Politics

Embrace the Libertarian Outlaw Future

|

Senator Charles Schumer
David Shankbone

I write a lot about people finding ways to live their lives, make a living and communicate with their friends without regard for the wishes of the control freaks who claim authority over us. Frankly, and happily, there's a lot of material with which to work. I'm convinced there's reason to be optimistic about a future that's reasonably friendly to libertarians — not because policy is necessarily moving in our direction (it is in some ways, and very much isn't in others), but because all signs point to a sizable portion of the population inclining to be free with or without cooperative government policies, and there's a growing arsenal of tools to help freedom-minded types achieve their goals.

Recently, I've written about the growing ranks of Americans slipping out of sight of tax man and regulators to make their living in the shadow economy, and about the long and proud history of defiance of gun restrictions. However people vote, it's clear that many of us like to hold on to what we earn, own the means to defend our lives and our liberty, and do as we damned well please in our off-hours. Good for us.

I've also covered new technologies, like 3D and chemical printing, that promise to make bans on guns, drugs and other physical items unenforceable, and encryption that can put phone calls and text messages beyond the reach of the snoopiest government officials. Throw in Bitcoin and  developments that have slipped my mind or have yet to surface, and the ability to ignore and even undermine the state is gaining some powerful weapons.

It's not hard to imagine a near-future in which a growing part of the population works part-time or full-time off the books, in businesses that don't officially exist, making payments in crypto currencies to fulfill orders made through encrypted connections.

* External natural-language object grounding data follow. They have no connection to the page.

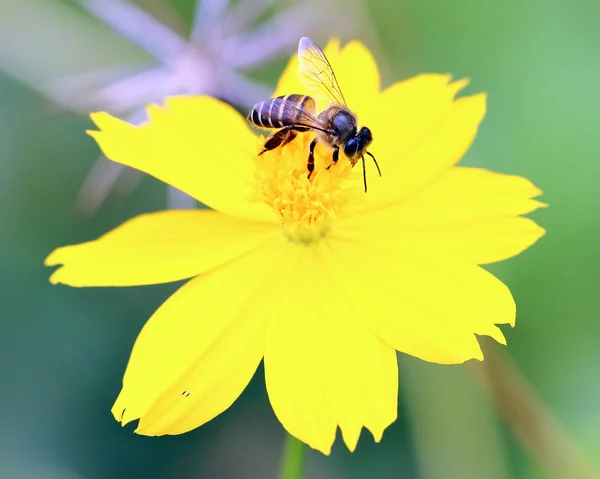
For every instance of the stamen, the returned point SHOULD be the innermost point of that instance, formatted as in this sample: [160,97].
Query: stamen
[306,207]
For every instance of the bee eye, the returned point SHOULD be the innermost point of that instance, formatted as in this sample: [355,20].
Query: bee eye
[351,147]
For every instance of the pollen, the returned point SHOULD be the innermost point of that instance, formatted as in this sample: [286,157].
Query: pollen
[306,207]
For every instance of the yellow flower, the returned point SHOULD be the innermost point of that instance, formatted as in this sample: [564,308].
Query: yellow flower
[323,281]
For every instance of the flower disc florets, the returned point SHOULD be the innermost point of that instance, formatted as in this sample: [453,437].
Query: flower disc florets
[305,206]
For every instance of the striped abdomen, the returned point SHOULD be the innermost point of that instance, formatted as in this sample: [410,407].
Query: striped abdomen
[282,111]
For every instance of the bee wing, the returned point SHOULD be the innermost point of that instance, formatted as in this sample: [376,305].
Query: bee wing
[316,73]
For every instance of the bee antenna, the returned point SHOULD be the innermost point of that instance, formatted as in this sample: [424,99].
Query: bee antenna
[364,172]
[375,164]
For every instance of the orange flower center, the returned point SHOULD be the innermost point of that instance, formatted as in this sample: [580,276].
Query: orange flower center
[306,207]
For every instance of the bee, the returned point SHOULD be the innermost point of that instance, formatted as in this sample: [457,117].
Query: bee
[336,126]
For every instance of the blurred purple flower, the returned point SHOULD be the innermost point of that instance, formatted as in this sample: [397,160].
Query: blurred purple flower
[225,41]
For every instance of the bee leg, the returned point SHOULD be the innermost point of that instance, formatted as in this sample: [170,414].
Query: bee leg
[310,166]
[335,157]
[280,138]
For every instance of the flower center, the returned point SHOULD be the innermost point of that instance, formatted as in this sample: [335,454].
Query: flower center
[306,207]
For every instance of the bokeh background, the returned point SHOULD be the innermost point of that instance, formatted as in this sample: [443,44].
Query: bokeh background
[63,350]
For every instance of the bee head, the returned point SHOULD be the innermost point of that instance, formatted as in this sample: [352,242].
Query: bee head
[356,146]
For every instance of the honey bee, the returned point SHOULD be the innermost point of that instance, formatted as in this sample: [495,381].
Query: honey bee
[336,126]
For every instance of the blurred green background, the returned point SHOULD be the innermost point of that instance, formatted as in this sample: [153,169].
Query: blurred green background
[63,350]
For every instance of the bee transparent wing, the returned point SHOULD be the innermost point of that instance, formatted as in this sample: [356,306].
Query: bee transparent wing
[316,73]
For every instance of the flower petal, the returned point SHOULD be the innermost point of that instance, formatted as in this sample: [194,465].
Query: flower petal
[197,144]
[324,368]
[359,90]
[158,248]
[469,213]
[419,132]
[198,352]
[421,306]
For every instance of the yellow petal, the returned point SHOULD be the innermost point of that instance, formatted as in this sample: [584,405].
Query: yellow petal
[419,132]
[354,68]
[198,352]
[158,248]
[324,368]
[420,306]
[469,213]
[197,144]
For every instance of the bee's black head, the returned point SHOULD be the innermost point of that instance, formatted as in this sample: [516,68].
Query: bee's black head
[356,146]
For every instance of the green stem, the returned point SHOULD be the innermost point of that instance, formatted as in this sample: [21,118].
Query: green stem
[293,459]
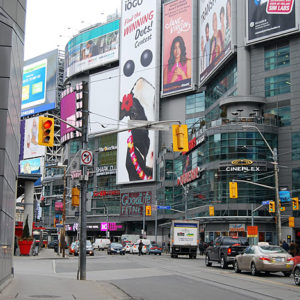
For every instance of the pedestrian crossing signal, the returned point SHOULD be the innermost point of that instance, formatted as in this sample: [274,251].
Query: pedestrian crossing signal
[148,210]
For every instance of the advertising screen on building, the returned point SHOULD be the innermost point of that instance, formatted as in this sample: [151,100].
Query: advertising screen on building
[92,48]
[268,18]
[215,35]
[70,112]
[104,101]
[177,49]
[31,147]
[139,79]
[39,84]
[32,166]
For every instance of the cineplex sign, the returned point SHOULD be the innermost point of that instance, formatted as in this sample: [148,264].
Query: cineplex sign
[243,165]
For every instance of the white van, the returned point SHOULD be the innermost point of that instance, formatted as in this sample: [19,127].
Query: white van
[101,244]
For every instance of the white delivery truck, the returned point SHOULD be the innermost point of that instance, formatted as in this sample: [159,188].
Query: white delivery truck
[184,238]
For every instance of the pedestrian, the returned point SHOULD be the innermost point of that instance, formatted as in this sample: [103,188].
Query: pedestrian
[293,248]
[285,246]
[140,247]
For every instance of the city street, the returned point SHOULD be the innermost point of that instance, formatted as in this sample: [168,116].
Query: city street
[152,277]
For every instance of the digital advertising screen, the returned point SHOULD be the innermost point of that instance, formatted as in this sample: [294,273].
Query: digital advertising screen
[39,88]
[270,18]
[215,29]
[177,46]
[139,81]
[92,48]
[104,101]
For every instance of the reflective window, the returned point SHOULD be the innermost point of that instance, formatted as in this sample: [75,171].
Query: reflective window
[296,146]
[277,58]
[276,85]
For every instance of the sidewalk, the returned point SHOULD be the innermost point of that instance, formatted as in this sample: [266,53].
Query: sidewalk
[35,279]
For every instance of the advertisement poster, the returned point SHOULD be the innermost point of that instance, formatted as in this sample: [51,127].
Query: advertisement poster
[39,88]
[215,34]
[132,204]
[267,18]
[32,166]
[68,114]
[31,146]
[92,48]
[177,46]
[139,70]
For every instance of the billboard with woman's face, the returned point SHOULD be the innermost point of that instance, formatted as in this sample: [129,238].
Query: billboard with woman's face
[215,35]
[177,46]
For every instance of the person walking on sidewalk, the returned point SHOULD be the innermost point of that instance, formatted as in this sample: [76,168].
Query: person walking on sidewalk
[140,247]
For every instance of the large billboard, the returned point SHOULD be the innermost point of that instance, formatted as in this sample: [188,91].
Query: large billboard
[139,79]
[177,46]
[31,147]
[71,112]
[269,18]
[215,28]
[39,88]
[104,101]
[92,48]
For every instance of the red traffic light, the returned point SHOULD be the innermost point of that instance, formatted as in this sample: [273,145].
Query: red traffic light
[47,124]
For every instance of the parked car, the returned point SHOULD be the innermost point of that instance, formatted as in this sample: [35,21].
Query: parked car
[154,249]
[224,250]
[101,244]
[73,247]
[115,248]
[128,247]
[266,258]
[89,249]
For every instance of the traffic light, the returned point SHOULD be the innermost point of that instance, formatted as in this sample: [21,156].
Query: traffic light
[272,206]
[291,222]
[46,131]
[295,202]
[75,196]
[148,210]
[233,192]
[180,138]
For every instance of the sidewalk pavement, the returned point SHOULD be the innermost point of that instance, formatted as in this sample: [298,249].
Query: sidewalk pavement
[34,279]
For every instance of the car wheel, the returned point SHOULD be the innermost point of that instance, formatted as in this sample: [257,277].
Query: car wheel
[287,274]
[223,262]
[207,261]
[236,267]
[254,271]
[297,276]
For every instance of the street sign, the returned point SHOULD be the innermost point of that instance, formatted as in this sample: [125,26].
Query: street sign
[265,202]
[86,158]
[285,196]
[163,207]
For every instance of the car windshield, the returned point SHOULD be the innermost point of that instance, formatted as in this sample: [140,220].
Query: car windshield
[272,249]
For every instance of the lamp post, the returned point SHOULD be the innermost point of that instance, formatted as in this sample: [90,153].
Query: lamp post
[276,170]
[185,193]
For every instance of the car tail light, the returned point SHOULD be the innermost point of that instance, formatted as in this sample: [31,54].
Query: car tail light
[264,258]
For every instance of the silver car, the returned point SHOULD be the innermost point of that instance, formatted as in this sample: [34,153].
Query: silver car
[266,258]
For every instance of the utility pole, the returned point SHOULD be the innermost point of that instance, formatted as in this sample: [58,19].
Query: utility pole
[84,179]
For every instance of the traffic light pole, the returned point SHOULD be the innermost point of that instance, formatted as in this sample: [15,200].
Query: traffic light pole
[84,179]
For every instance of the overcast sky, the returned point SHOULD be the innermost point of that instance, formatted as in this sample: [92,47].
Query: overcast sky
[50,24]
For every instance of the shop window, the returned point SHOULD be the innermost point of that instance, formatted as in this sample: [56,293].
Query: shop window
[276,85]
[277,58]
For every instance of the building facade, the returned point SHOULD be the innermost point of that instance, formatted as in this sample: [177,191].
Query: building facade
[12,23]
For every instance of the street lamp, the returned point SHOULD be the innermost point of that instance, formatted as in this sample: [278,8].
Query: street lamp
[276,170]
[185,193]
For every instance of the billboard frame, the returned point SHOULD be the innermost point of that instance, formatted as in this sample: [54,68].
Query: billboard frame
[194,34]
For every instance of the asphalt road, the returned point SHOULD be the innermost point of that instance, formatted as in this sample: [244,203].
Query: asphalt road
[161,277]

This parallel world will involve people enjoying easy access to illicit but popular goods and services and living much of their lives shielded from official observation. It's not hard to imagine that world, because it's an extrapolation of what has always existed, made more attractive by stupid and intrusive laws, and more possible by evolving technology. That's a largely libertarian vision by default, no matter the actual ideas espoused by its no doubt diverse participants.

This doesn't mean that this outlaw-libertarian vision will be perfect or risk-free. Operating in the shadows and under the radar, its participants will risk arrest and whatever escalating array of penalties the Charles Schumers and Lindsay Grahams of the future choose to inflict on their non-cooperative subjects in a never-ending societal game of whack-a-mole. But it's a game that the control freaks will ultimately lose, because they always have, as their grasping efforts drive more people out of their reach, and as technology becomes more liberating.

A better alternative would be a future that's free de jure as well as de facto, where policies are friendly to individual autonomy and tolerant of personal freedom. That future may come to pass, but the libertarian-outlaw future certainly will.

You don't need to wait for this libertarian-outlaw world, because it's already evolving around you. And you can extract some priceless entertainment value from that fact by simply describing its inevitability, in vivid detail, to a control freak near you. Have fun.